Un motif de fierté, aussi, pour la commissaire au Commerce sortante, qui achèvera son mandat à la fin du mois. « Cet accord signifie qu’au cours des cinq dernières années, nous avons mis en place 16 accords commerciaux européens », a souligné Cecilia Malmström. « Cela porte à 42 le nombre total d’accords commerciaux conclus avec 73 partenaires, ce qui représente un tiers du total des échanges commerciaux de l’UE », s’est-elle félicitée.
4 620 entreprises françaises exportent vers Singapour
L’accord permettra aussi « de booster les exportations françaises » à destination de Singapour, détaille au Moci un expert de la Direction générale (DG) du Commerce à Bruxelles. Selon des documents publiés sur le site de la DG Commerce, 4 620 entreprises de l’Hexagone exportent leurs produits vers la cité État d’Asie du sud-est, dont 83 % sont des PME. Une bonne part est ensuite réexportée vers les autres marchés de l’Asean.
Parmi ceux-ci figurent notamment les parfums, les équipements de cuisine, les tubes et tuyaux ou les équipements de forage ainsi que de nombreux produits alimentaires comme le miel, le vin ou le cognac. Véritable hub commercial pour la zone Asean, Singapour est actuellement le 10ème partenaire commercial de la France en dehors de l’UE.
Élimination des obstacles tarifaires et non-tarifaires en 5 ans
Le traité commercial avec la Cité-État du sud-est asiatique supprimera quasiment tous les tarifs douaniers entre les deux blocs au plus tard d’ici cinq ans.
Dit de « nouvelle génération » – à l’instar des pactes commerciaux conclus récemment avec le Canada ou le Japon – il vise également à éliminer les obstacles techniques et non-tarifaires aux échanges dans des secteurs clés « tels que l’électronique, les véhicules à moteur, les produits pharmaceutiques et les dispositifs médicaux, les énergies renouvelables et les produits bruts et transformés d’origine animale et végétale », a précisé le Conseil dans un communiqué.
L’accord libéralisera en outre le commerce des services entre les deux partenaires, et protègera les produits européens uniques, validant la reconnaissance de 190 Indications géographiques protégées (IGP) reconnues.
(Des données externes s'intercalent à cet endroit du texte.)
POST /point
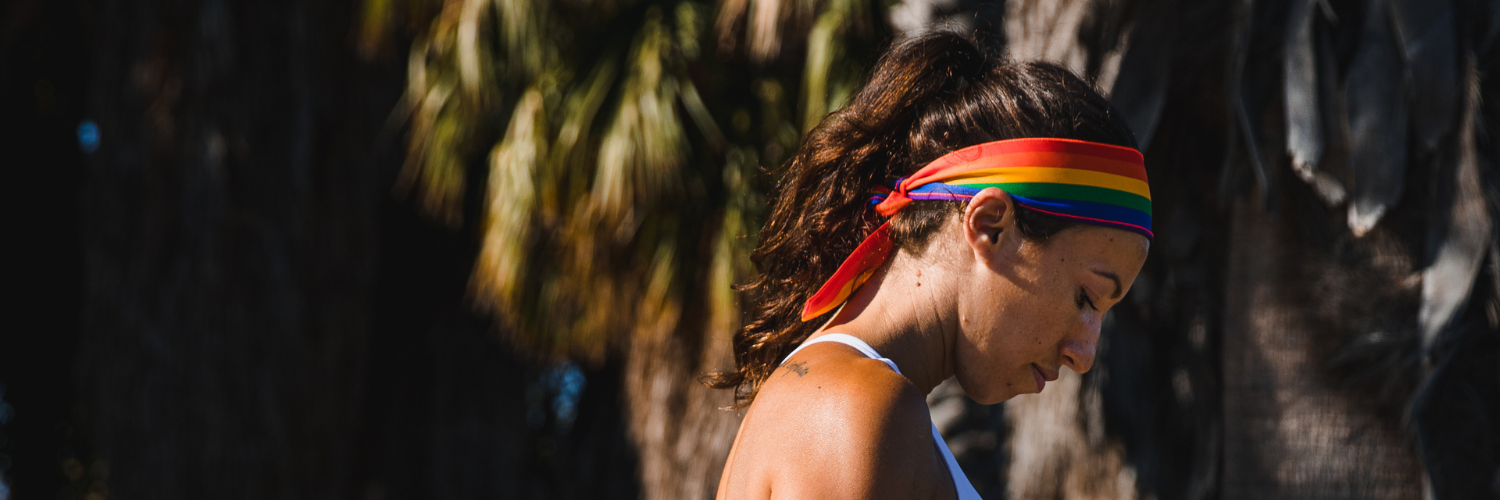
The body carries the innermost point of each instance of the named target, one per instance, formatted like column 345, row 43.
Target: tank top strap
column 846, row 340
column 960, row 482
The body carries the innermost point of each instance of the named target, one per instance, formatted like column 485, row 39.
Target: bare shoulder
column 833, row 424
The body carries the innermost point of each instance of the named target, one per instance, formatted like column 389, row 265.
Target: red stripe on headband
column 1010, row 153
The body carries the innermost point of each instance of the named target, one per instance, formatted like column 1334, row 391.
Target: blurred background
column 486, row 248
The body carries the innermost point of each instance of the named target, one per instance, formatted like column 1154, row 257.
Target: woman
column 1010, row 212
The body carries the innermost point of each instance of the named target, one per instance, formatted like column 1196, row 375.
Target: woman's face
column 1032, row 308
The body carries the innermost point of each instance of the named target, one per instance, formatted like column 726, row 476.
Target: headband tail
column 852, row 274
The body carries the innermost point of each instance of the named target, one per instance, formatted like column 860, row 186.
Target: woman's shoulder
column 831, row 418
column 837, row 380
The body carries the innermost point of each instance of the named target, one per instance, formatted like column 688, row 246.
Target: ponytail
column 929, row 95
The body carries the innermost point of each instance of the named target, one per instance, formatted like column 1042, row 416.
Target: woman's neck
column 906, row 313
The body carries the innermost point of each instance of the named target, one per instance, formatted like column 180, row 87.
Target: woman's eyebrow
column 1116, row 295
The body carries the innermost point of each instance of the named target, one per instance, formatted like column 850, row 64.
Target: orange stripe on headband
column 1068, row 179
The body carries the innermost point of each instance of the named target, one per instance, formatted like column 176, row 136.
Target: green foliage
column 626, row 149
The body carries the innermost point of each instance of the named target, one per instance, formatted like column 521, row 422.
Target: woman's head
column 930, row 95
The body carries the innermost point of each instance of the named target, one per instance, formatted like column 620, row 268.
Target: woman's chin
column 992, row 395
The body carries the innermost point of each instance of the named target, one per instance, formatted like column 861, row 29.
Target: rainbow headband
column 1068, row 179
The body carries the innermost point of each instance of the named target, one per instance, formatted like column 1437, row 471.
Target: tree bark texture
column 230, row 233
column 1292, row 431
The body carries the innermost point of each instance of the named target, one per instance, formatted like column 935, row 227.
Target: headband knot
column 1067, row 179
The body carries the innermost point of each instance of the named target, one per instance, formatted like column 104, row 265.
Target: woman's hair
column 929, row 95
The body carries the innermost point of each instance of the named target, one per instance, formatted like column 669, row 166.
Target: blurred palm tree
column 621, row 141
column 621, row 146
column 1313, row 335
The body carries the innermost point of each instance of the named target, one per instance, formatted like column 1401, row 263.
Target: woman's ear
column 989, row 219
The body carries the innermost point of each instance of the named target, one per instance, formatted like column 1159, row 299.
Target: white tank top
column 960, row 482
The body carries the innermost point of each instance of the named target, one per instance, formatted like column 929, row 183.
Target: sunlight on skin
column 981, row 302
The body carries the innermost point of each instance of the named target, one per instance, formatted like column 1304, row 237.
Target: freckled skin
column 995, row 308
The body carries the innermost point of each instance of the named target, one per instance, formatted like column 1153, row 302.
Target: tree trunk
column 230, row 248
column 1290, row 430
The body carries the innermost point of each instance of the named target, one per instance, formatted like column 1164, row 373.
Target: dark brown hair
column 927, row 96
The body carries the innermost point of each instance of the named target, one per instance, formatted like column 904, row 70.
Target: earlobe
column 989, row 215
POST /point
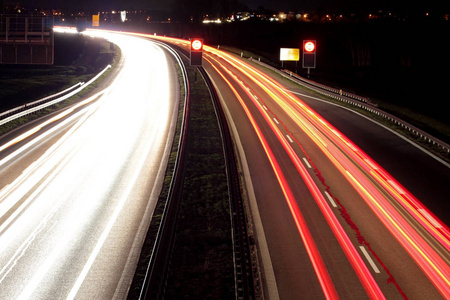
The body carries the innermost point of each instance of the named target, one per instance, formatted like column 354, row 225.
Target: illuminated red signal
column 310, row 46
column 197, row 45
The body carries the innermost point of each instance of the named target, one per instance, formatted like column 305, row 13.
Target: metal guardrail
column 37, row 105
column 359, row 102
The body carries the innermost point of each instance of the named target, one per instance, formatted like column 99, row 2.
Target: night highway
column 78, row 188
column 339, row 205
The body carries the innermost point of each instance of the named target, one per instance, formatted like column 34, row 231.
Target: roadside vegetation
column 77, row 59
column 202, row 260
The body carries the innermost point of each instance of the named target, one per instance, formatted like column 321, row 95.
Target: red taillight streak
column 408, row 201
column 350, row 251
column 311, row 248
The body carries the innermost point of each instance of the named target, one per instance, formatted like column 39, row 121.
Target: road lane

L’accord offre en outre un accès élargi aux marchés publics singapouriens pour les entreprises européennes, dans les domaines des télécommunications, des services environnementaux, de l’ingénierie, de l’informatique et du transport maritime.
Il prévoit aussi des dispositions sur la protection de la propriété intellectuelle, la concurrence et le développement durable.
L’accord d’investissement devra être ratifié par les Parlements nationaux
Si le volet commercial du nouveau partenariat UE-Singapour entre en vigueur dès le 21 novembre, la mise en œuvre du second accord, également signé le 19 octobre 2018 mais relatif à la protection des investissements, sera quant à elle plus aléatoire.
Conformément à l’avis rendu par la Cour européenne de justice en mai 2017, le domaine des investissements étrangers, autres que directs, et le régime de règlement des différends entre investisseurs et États, ne sont pas considérés comme compétence exclusive de la Commission européenne mais relèvent de la compétence mixte des États et de l’UE.
Par conséquent, si le traité de libre-échange ne requiert que l’aval du Conseil – donc des États membres – et du Parlement européen, le traité d’investissements devra suivre une procédure de ratification plus longue et donc plus incertaine. Avant d’entrer en vigueur il devra en effet être approuvé par tous les parlements nationaux et/ou régionaux des États membres.
Kattalin Landaburu, à Bruxelles
*Birmanie, Brunei, Cambodge, Indonésie, Laos, Malaisie, Philippines, Singapour, Thaïlande, Timor Oriental, Vietnam.